How to be an alchemist
For Sutherland, there are ample opportunities to act like an alchemist. For example, there is some research that shows that people succeed at logical question, when they are framed as “fraud detection”, but fail at the same task, when they are expressed as pure logic.
Given that people use satisficing answers that don’t get some fired, we repeat the same stuff over and over. Allowing ourselves and civil servants to be a little bit foolish might help us to not make stupid mistakes.
The UBI is for Sutherland a good example of reframing a political thought in a way that makes it more attractive. It is a form of redistribution, but strangely many people that are identified with the economical right, like Milton Friedman, favor(ed) it. Sutherland hypothesized that:
Perhaps protests against wealth redistribution are essentially, like most political opinions, merely an attempt to add a rational veneer to an emotional predisposition. People on the right instinctively dislike most welfare programmes, but UBI is paid equally and indiscriminately to all, which means there is no incentive for claimants to exaggerate their own misfortunes in order to benefit. UBI also preserves differential incentives to work: if one man lies in bed all day and his neighbour goes out to a job every morning, the worker will be richer than the layabout in proportion to his effort. Finally, UBI does not allow the ruling political party to bribe its own supporters at the expense of people who don’t vote for it.

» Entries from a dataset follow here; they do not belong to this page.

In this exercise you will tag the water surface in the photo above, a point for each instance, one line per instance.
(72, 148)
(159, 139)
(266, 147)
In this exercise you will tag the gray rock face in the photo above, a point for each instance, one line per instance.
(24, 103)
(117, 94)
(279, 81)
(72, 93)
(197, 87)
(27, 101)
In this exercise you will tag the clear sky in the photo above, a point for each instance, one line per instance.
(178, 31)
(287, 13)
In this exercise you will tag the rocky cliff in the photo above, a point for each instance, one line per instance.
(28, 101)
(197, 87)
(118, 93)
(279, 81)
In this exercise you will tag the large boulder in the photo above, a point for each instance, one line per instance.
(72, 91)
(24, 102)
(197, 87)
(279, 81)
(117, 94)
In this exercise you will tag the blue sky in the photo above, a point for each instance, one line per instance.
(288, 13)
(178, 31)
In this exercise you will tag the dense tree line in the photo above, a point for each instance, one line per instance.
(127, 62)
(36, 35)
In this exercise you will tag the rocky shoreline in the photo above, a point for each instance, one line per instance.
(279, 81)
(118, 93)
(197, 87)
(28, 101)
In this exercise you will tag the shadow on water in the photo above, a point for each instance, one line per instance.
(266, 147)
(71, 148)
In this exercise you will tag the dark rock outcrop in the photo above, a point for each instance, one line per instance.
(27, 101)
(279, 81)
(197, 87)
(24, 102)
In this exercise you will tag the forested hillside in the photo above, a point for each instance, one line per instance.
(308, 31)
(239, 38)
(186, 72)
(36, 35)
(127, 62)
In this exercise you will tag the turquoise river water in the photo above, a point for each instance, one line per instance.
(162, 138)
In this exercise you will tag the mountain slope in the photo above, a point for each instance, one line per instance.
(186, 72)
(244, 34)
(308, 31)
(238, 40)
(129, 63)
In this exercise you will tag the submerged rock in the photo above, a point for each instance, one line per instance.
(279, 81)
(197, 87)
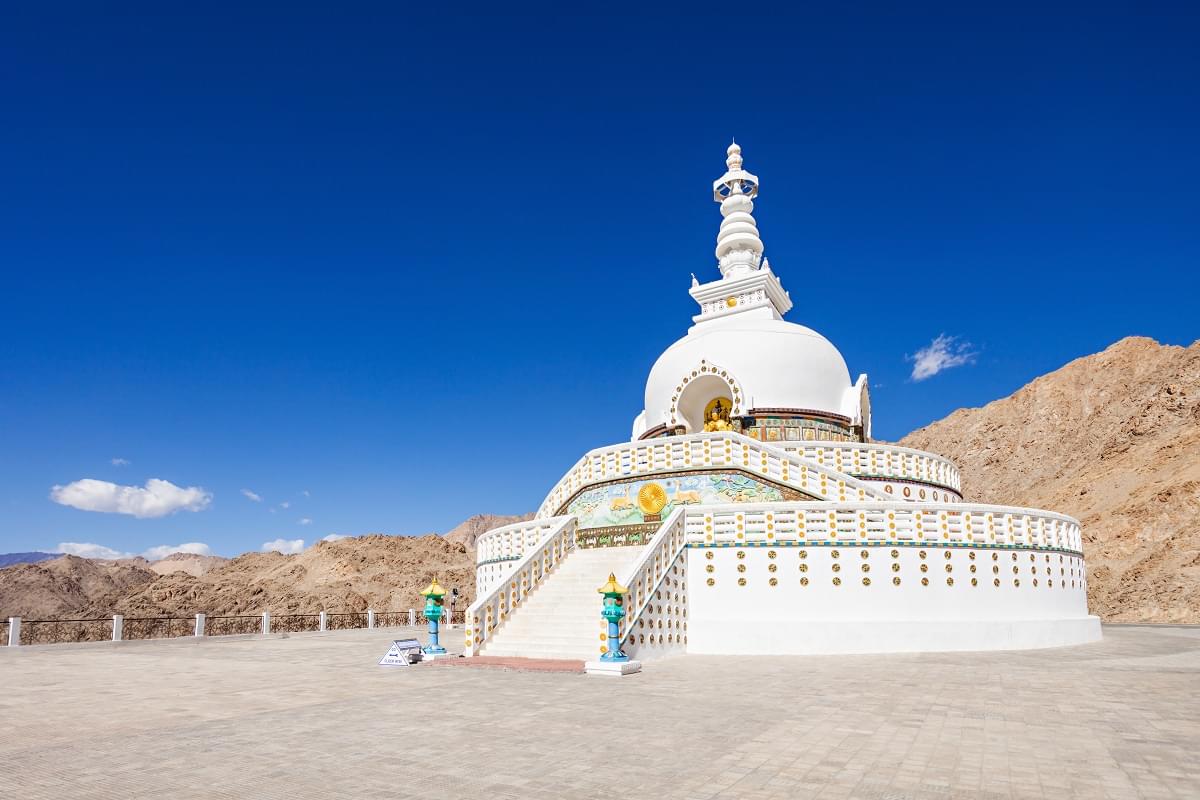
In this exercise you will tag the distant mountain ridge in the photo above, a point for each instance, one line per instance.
(372, 571)
(1114, 440)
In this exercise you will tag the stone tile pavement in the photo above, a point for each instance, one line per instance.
(312, 716)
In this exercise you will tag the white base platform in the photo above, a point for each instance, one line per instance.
(774, 638)
(612, 667)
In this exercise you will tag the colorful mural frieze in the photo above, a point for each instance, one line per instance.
(647, 501)
(773, 428)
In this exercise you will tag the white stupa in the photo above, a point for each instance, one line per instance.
(751, 513)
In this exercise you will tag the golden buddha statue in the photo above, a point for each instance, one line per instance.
(718, 419)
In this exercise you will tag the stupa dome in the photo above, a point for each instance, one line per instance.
(759, 362)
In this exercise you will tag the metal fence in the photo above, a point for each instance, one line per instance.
(346, 621)
(294, 623)
(235, 625)
(154, 627)
(103, 629)
(55, 631)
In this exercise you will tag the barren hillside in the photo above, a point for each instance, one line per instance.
(375, 571)
(1114, 440)
(468, 530)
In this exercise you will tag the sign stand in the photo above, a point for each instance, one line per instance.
(402, 653)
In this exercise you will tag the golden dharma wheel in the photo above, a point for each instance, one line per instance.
(652, 498)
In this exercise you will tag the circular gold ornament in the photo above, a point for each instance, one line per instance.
(652, 498)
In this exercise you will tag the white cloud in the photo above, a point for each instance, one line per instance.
(943, 353)
(163, 551)
(159, 498)
(286, 546)
(90, 551)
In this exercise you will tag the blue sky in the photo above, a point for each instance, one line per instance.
(393, 266)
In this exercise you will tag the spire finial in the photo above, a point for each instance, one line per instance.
(738, 247)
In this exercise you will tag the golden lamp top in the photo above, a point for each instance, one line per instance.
(612, 587)
(433, 590)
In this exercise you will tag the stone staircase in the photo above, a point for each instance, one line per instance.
(562, 619)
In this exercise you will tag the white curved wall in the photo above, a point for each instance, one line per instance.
(778, 364)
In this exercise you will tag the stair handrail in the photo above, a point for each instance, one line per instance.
(646, 575)
(486, 614)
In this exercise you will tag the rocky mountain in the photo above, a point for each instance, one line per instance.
(64, 585)
(373, 571)
(189, 563)
(1114, 440)
(468, 530)
(9, 559)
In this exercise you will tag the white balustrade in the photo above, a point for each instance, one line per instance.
(863, 459)
(492, 608)
(892, 521)
(498, 549)
(658, 571)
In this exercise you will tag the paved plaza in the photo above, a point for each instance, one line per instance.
(312, 716)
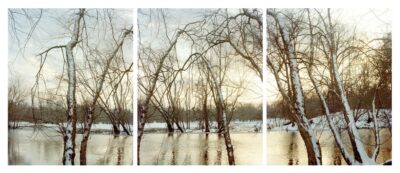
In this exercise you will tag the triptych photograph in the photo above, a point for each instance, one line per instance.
(201, 86)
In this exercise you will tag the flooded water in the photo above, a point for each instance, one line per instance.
(287, 148)
(199, 149)
(26, 147)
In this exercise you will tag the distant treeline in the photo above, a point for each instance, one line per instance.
(242, 112)
(361, 99)
(56, 114)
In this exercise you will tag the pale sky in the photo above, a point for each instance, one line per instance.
(149, 33)
(53, 29)
(371, 22)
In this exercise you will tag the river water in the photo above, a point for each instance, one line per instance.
(199, 149)
(287, 147)
(45, 147)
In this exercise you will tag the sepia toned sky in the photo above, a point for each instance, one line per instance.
(54, 29)
(371, 23)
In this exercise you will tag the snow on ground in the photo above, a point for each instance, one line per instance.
(195, 126)
(320, 122)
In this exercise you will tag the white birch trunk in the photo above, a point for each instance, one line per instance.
(225, 125)
(70, 130)
(311, 142)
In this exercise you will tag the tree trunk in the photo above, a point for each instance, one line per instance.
(87, 125)
(70, 130)
(224, 125)
(311, 142)
(205, 115)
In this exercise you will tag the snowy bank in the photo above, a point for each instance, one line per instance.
(196, 126)
(320, 123)
(99, 127)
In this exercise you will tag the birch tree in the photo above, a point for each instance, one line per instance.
(296, 98)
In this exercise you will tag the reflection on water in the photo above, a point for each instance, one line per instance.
(27, 147)
(199, 149)
(287, 148)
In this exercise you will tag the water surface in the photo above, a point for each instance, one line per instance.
(199, 149)
(287, 147)
(45, 147)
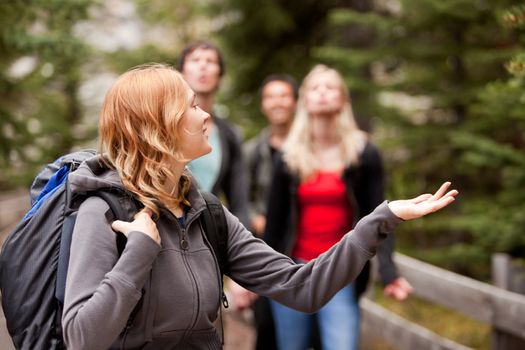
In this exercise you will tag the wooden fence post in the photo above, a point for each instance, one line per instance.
(509, 277)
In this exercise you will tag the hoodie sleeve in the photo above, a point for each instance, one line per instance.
(102, 289)
(306, 287)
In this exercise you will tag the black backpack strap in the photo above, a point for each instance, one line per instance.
(122, 206)
(216, 228)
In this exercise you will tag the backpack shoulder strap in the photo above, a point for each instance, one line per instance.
(122, 206)
(216, 228)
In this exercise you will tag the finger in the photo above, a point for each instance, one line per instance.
(421, 198)
(119, 226)
(440, 203)
(442, 190)
(452, 193)
(144, 212)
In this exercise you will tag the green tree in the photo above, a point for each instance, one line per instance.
(40, 73)
(431, 77)
(272, 36)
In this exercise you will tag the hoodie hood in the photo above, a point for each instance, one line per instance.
(93, 175)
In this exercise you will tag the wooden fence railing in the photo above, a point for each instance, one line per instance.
(503, 310)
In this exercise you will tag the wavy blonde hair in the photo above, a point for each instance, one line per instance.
(138, 130)
(298, 149)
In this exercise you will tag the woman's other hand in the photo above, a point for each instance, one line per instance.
(399, 289)
(424, 204)
(142, 222)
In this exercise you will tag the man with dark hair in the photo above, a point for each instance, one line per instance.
(278, 99)
(221, 171)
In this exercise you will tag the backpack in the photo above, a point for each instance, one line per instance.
(35, 256)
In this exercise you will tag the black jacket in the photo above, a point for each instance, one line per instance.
(232, 179)
(365, 190)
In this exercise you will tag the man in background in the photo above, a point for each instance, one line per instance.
(221, 171)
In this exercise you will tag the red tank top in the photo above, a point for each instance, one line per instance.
(325, 215)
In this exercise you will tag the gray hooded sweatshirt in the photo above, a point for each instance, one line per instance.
(178, 289)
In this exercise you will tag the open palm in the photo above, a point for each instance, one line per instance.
(408, 209)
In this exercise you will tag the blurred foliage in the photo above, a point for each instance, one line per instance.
(451, 325)
(432, 78)
(439, 83)
(40, 73)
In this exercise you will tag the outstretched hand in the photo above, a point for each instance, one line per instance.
(424, 204)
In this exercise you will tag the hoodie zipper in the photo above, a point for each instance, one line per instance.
(184, 245)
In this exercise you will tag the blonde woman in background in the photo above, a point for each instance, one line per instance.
(330, 176)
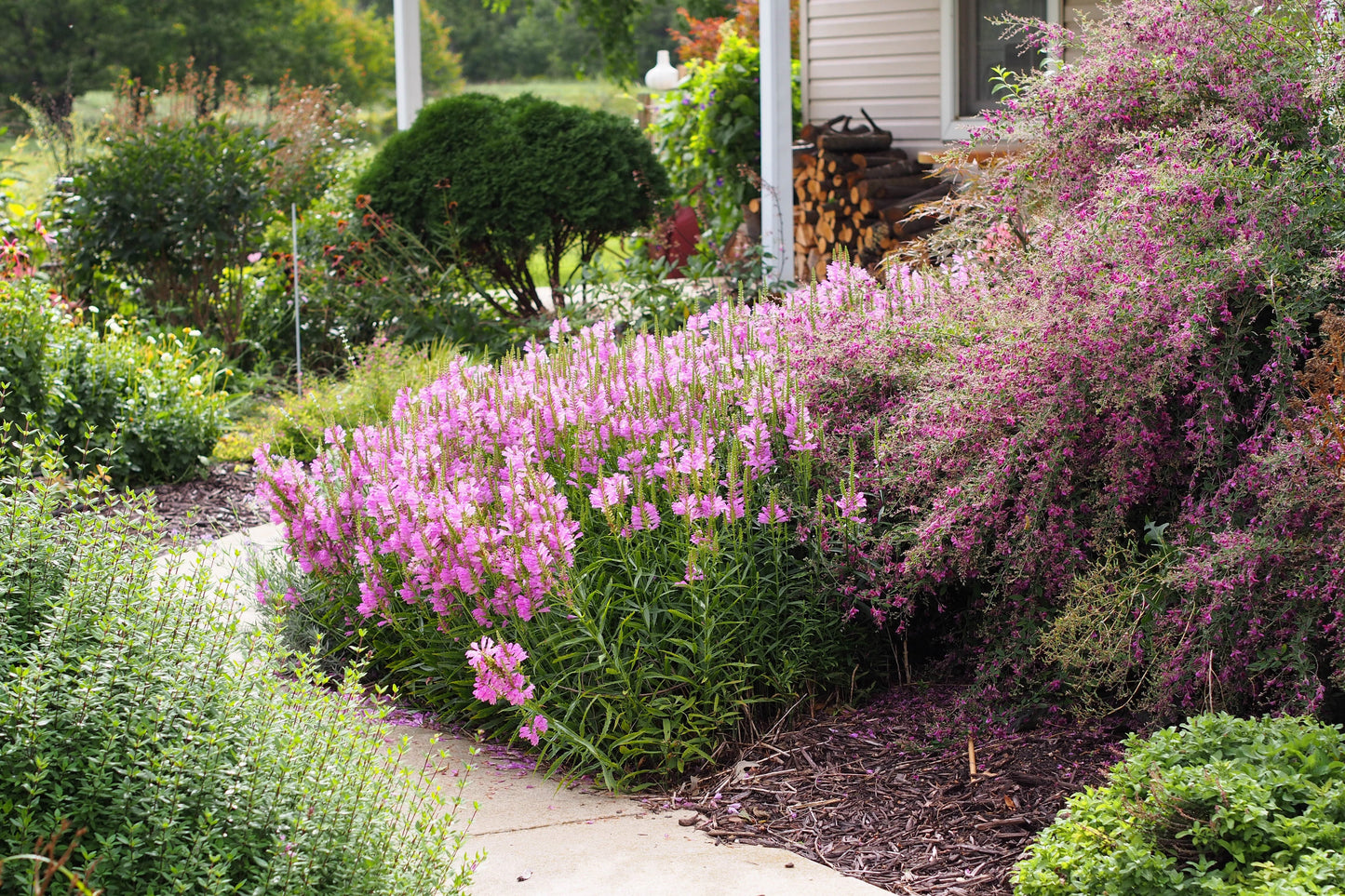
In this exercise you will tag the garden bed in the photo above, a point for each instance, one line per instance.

Finding solutions that solve a problem in another frame that makes people like the solution more, leaves a wide-open field for political alchemists.
Rory’s “Rules of Alchemy”
Sutherland provides a few short rules to make some “alchemy” happen:
The opposite of a good idea can also be a good idea.
Don’t design for average.
It doesn’t pay to be logical if everyone else is being logical.
The nature of our attention affects the nature of our experience.
A flower is simply a weed with an advertising budget.
The problem with logic is that it kills off magic.
A good guess which stands up to observation is still science. So is a lucky accident.
Test counterintuitive things only because no one else will.
Solving problems using rationality is like playing golf with only one club.
Dare to be trivial.
If there were a logical answer, we would have found it."
Summary
Alchemy is a refreshing and entertaining book with a lot of food for thought. Sutherland doesn’t claim to have all the answers, but he ask some really great qustions.